From a physical perspective, derivatives can be viewed as mathematical idealizations of the linear growth as expressed by the Lipschitz condition. On the other hand, non-linear local growth conditions have been also proposed in the literature. The manuscript investigates the general properties of the local generalizations of derivatives assuming the usual topology of the real line. The concept of a derivative is generalized in terms of the local growth condition of the primitive function. These derivatives are called modular derivatives. Furthermore, the conditions of existence of the modular derivatives are established.

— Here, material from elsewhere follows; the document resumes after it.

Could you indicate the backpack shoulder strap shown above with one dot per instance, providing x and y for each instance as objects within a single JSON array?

The conditions for the continuity of the generalized derivative are also demonstrated. Finally, a generalized Taylor–Lagrange property is proven. It is demonstrated that only the Lipschitz condition has the special property that the derivative function is non-trivially continuous so that the derivative does not vanish.

从物理角度看，导数可视为Lipschitz条件表示的线性增长的数学理想化。另一方面，文献中也提出了非线性局部生长条件。该手稿假设实线具有通常的拓扑结构，研究了导数的局部概括的一般属性。根据原始函数的局部增长条件来概括导数的概念。这些导数称为模块化导数。此外，确定了模块化导数的存在条件。还证明了广义导数连续的条件。最后，证明了广义泰勒-拉格朗日性质。